Dans ce dernier chapitre, Mahaut revient en Artois et prépare activement son salut. Elle renoue étroitement avec les valeurs chrétiennes par des actes de piété et de charité ostentatoires. Son second testament de 1318 témoigne de sa dévotion par des legs à des abbayes artésiennes et à des hôpitaux. Elle incarne ainsi un rôle de protectrice de l’Église. Elle commande son propre tombeau en 1323. L’arrivée au pouvoir de la dynastie des Valois joue en faveur de son neveu Robert, frère de la nouvelle reine, qui intente un troisième procès à sa tante en 1329. C’est en novembre de cette année que Mahaut, 59 ans, s’éteint à Paris dans des circonstances obscures. Elle est inhumée aux côtés de son père.

 

Appréciations

Christelle Balouzat-Loubet fait naître progressivement une proximité avec cette femme d’un autre siècle. Les différents aspects de la vie de Mahaut sont expliqués et analysés : épouse et mère, comtesse réformatrice et dirigeante obstinée, pair du royaume de France et proche de la famille royale, elle mène sa vie entre richesse, royauté, procès et contestations de son pouvoir. Les hasards de l’héritage la propulsent sur le devant de la scène médiévale et elle s’y maintient entre ses stratégies filiales, territoriales, relationnelles et judiciaires. Mahaut est érigée en exemple d’une femme qui a réussi à imposer son autorité et sa personne à la tête de plusieurs domaines, et ce malgré son temps défavorable au pouvoir féminin.
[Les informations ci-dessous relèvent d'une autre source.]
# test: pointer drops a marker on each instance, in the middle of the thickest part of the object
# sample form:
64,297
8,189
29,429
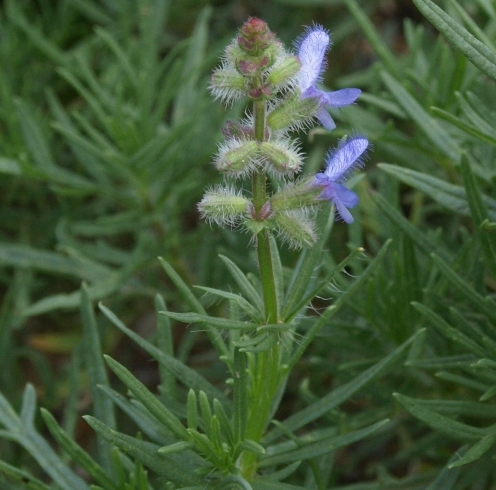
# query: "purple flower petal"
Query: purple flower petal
345,196
341,98
325,119
345,157
311,51
343,212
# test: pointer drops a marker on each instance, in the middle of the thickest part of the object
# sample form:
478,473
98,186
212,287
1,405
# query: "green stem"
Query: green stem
265,368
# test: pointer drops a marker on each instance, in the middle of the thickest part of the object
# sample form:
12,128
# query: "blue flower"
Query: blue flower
339,163
312,48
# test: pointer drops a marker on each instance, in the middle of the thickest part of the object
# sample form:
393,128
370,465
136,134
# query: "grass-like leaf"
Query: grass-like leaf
479,54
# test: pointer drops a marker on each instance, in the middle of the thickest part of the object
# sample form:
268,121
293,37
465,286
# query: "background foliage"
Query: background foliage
107,132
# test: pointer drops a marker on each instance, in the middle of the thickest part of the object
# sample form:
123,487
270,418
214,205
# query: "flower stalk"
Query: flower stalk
283,91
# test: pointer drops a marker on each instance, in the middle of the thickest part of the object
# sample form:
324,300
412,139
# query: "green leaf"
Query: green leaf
479,215
476,451
438,422
452,196
243,283
434,132
483,305
78,454
370,32
479,54
314,449
341,394
10,167
195,305
189,377
24,256
464,126
448,331
213,321
148,424
240,390
421,240
103,408
291,310
331,310
151,403
255,314
173,468
24,478
304,272
23,432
La lecture de l’œuvre est agréable et se fait facilement, on se retrouve bien dans la chronologie de la vie de la comtesse Mahaut grâce aux chapitres chronologiques et thématiques de structure semblable. L’avant-propos puis l’introduction permettent de faire le lien entre la fiction –Les Rois Maudits- par le biais de laquelle on connaît souvent Mahaut et la réalité du personnage historique, dont l’histoire est aussi celle du royaume de France. Autrice de l’une des rares biographies sur ce personnage médiéval, Christelle Balouzat-Loubet met en lumière et rend comme un hommage à une femme de pouvoir au Moyen-Âge qui a construit les ensembles sur lesquels elle a ensuite exercé sa souveraineté.

Mahaut d’Artois est un ouvrage pour tout public, abordable sans connaissance préalable sur le sujet : des cartes et une généalogie des personnages historiques sont présentes au début de l’œuvre, ce qui facilite la compréhension des jeux d’influence et de pouvoir, importants au Moyen-Âge. Christelle Balouzat-Loubet nous donne un nouveau regard sur ce que c’est que d’être une femme de pouvoir et d’influence au XIVe siècle.

Christelle Balouzat-Loubet montre bien comment, comme d’autres figures féminines de l’histoire souvent oubliées, Mahaut, par son œuvre politique, réussit à se forger une place à la cour du royaume de France au XIVe siècle et se fait aussi une place dans l’histoire de France.